Ustekinumab is a human monoclonal antibody that targets the interleukin (IL)-12 and IL-23 cytokines, which are believed to play an important role in the immune and inflammatory responses seen in immune-mediated diseases, such as UC and Crohn’s disease.
This submission follows a supplemental Biologics License Application (sBLA) made to the United States’ Food and Drug Administration (FDA) on December 20, 2018, which also seeks approval of ustekinumab for the treatment of adults with moderately to severely active UC.
“Ulcerative colitis (UC) is a chronic, painful and debilitating condition that has a significant impact on quality of life. UC affects up to one million people across Europe, and some of these patients struggle to achieve and maintain high levels of clinical response with currently available therapies. This submission for ustekinumab in UC brings us one step closer to providing a new treatment option to help address this important unmet need,” said Jaime Oliver, Janssen Therapeutic Area Lead, Immunology, Europe, Middle East & Africa, Cilag GmbH International.
“We look forward to working with the European Medicines Agency (EMA) as the application process progresses.”
This submission is based on data from the Phase 3 UNIFI global clinical development programme, which includes two studies (one induction and one maintenance study) evaluating the efficacy and safety of ustekinumab for the treatment of moderately to severely active UC in adults.
Data from the Phase 3 induction study were recently presented at the 2018 American College of Gastroenterology (ACG) and United European Gastroenterology Week (UEGW) annual meetings, indicating that treatment with a single intravenous (IV) dose of ustekinumab induces clinical remission and response in adults with moderately to severely active UC who previously experienced an inadequate response or intolerance to conventional or biologic therapies. Results from the Phase 3 maintenance study will be presented at future meetings.
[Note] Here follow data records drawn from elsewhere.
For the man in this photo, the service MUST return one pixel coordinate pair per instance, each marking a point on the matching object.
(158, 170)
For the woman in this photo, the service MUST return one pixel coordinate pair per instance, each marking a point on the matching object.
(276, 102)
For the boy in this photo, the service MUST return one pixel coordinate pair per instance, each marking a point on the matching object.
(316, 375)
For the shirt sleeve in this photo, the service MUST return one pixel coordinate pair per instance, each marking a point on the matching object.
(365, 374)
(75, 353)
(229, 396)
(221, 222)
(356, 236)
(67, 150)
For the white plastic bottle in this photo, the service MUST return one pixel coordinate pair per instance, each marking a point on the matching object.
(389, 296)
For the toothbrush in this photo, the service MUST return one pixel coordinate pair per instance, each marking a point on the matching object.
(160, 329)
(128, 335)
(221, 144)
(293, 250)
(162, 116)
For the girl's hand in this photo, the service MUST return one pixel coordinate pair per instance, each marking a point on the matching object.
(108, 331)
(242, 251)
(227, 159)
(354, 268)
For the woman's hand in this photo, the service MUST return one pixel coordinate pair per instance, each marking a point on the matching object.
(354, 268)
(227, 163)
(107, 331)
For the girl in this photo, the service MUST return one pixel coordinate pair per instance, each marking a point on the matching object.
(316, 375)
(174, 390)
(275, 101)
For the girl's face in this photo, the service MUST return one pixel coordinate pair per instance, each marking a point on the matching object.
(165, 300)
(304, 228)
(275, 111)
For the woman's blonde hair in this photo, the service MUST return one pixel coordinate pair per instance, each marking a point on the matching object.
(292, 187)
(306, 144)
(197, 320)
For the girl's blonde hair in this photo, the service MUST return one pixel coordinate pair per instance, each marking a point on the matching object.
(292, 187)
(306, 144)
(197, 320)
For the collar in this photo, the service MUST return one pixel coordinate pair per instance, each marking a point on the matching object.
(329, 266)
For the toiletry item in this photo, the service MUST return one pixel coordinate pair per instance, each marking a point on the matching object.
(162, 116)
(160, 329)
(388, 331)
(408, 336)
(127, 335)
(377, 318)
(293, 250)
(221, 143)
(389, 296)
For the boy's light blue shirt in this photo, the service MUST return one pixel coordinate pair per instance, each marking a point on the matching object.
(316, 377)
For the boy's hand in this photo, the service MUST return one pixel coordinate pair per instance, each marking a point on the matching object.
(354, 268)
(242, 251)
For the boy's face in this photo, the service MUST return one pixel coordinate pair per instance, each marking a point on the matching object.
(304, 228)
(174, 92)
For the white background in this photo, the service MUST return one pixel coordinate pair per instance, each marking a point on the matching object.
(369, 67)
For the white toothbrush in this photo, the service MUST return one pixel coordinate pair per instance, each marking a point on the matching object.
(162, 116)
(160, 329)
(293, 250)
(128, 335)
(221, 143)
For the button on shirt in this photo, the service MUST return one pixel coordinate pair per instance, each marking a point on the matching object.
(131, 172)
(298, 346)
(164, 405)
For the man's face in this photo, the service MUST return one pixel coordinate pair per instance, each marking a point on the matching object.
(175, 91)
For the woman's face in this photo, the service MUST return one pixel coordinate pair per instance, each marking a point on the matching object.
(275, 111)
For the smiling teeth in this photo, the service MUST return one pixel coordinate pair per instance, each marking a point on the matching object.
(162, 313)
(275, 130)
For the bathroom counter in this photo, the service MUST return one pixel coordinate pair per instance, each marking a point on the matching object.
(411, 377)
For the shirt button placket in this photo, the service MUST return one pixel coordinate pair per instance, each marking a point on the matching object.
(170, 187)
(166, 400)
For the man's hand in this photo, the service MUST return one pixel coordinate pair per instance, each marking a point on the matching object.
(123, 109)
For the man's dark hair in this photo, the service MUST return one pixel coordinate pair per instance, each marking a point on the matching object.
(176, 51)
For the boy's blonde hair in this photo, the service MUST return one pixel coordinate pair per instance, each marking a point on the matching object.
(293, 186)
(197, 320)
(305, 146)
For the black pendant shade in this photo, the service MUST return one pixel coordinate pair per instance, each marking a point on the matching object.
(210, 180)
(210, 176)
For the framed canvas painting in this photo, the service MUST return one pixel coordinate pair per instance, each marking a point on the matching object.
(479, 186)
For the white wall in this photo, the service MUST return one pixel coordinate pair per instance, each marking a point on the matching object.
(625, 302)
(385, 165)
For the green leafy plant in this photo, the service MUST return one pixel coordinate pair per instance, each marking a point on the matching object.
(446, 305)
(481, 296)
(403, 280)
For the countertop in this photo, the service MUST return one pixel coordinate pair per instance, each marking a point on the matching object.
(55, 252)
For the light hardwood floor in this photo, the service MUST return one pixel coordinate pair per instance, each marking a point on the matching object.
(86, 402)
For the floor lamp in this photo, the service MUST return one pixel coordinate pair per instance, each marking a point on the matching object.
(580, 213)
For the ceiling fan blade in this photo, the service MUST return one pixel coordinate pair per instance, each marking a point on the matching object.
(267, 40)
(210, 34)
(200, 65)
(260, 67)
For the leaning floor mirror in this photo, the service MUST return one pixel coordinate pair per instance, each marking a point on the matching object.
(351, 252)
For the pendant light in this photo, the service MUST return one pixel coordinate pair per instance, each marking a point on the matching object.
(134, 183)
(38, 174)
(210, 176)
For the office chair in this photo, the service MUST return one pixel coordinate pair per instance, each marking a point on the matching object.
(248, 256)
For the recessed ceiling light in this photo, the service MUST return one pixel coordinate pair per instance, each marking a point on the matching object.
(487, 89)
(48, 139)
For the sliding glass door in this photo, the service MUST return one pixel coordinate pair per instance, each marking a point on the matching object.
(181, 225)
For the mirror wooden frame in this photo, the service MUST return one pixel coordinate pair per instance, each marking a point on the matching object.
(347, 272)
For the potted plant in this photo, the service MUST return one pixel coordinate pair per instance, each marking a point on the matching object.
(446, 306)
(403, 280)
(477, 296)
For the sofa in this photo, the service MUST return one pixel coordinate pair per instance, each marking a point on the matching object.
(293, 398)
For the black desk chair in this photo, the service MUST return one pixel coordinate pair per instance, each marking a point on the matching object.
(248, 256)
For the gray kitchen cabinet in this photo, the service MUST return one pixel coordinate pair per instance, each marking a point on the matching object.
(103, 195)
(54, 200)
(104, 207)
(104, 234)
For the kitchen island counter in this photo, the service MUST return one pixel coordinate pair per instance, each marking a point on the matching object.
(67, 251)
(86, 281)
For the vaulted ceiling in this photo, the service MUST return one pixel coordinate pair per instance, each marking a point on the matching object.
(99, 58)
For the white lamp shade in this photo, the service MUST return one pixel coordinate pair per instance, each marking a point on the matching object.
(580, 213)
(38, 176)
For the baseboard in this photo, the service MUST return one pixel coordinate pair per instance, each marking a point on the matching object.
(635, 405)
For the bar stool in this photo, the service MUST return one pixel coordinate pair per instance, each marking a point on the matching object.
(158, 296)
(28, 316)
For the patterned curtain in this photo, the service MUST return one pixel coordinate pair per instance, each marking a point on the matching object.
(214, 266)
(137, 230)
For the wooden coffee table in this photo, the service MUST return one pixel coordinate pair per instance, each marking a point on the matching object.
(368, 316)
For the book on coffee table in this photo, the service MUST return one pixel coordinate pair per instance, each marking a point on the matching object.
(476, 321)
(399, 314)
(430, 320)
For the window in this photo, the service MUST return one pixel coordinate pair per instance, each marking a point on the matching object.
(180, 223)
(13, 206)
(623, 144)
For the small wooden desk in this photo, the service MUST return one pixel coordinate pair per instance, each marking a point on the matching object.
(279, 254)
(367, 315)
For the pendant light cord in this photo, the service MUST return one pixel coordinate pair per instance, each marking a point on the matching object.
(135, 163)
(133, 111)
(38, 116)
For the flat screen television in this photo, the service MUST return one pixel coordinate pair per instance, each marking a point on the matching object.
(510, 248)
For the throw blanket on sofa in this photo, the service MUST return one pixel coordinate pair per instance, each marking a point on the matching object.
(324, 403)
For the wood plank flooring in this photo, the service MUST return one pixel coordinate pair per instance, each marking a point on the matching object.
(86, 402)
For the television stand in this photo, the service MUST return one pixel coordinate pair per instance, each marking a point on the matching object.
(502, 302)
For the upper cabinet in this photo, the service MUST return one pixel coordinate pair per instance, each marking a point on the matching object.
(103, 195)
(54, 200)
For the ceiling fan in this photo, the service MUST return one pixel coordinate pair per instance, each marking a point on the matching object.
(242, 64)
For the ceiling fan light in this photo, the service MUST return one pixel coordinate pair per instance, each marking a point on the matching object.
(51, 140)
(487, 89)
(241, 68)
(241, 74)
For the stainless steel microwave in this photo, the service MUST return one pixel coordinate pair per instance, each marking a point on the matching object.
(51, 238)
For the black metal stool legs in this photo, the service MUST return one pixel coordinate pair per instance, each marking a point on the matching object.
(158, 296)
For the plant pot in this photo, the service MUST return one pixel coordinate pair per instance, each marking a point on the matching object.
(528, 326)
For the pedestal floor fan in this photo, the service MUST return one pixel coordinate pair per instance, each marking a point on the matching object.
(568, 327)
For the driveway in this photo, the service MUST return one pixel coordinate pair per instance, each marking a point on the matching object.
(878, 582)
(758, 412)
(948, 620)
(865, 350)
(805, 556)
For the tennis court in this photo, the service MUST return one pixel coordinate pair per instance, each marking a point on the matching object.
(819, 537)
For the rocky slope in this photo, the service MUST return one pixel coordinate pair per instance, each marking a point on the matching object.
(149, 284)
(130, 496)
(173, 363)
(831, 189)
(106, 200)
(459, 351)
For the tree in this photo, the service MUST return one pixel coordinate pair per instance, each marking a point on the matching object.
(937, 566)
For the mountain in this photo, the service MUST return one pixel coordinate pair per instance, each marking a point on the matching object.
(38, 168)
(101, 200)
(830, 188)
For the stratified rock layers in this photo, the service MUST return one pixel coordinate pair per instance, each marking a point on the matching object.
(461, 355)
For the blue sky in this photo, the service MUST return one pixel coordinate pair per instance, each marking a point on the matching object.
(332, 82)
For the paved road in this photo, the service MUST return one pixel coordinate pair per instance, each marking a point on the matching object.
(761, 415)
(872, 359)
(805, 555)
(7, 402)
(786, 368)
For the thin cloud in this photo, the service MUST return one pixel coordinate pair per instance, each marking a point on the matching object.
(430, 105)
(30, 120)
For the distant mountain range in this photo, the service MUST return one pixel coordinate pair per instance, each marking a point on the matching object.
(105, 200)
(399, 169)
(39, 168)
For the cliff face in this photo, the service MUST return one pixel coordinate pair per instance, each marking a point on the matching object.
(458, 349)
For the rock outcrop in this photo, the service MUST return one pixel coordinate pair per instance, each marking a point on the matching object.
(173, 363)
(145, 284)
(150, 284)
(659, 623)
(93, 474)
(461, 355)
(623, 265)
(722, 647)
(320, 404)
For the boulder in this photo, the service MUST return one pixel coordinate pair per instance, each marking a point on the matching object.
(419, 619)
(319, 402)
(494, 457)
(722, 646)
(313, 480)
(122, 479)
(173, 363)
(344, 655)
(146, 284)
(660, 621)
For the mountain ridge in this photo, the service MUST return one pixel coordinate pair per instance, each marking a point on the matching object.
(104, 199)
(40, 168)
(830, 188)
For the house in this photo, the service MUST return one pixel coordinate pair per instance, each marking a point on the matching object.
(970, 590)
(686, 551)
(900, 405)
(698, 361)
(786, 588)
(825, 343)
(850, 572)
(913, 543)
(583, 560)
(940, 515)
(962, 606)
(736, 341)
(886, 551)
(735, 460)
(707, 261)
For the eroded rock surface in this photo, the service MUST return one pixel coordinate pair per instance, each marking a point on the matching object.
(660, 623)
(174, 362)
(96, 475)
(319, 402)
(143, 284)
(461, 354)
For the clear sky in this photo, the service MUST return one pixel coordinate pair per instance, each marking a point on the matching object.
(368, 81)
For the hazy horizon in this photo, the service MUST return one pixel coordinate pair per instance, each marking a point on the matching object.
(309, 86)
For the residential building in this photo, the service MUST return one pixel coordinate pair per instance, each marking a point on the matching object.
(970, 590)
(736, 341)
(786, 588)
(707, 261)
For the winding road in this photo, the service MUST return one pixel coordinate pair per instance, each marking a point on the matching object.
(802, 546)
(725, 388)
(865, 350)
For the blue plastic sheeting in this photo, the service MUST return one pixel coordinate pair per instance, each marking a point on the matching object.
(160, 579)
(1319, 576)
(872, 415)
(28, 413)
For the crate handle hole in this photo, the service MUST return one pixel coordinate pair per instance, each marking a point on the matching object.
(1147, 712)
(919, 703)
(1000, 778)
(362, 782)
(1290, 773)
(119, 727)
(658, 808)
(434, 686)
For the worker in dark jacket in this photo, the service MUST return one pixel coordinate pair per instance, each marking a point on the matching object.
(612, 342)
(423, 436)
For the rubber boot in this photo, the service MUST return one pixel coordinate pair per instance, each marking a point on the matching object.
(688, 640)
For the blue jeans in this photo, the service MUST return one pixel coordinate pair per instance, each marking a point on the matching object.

“We’re excited to bring this innovative therapy, with a proven track record in Crohn’s and other immune diseases, one step closer to being available for people living with ulcerative colitis,” said Scott E. Plevy, Gastroenterology Disease Area and IL-23 Pathway Leader, Janssen Research & Development, LLC. “This submission builds upon our 20-year legacy of research and development to address unmet needs of people living with inflammatory bowel diseases.”
The common (in ≥1 percent of patients) adverse reactions reported in controlled periods of the adult psoriasis, psoriatic arthritis and Crohn’s disease clinical studies with ustekinumab as well as in the post-marketing experience are: arthralgia, back pain, diarrhoea, dizziness, fatigue, headache, injection site erythema, infection site pain, myalgia, nasopharyngitis, nausea, oropharyngeal pain, pruritus, upper respiratory tract infection and vomiting.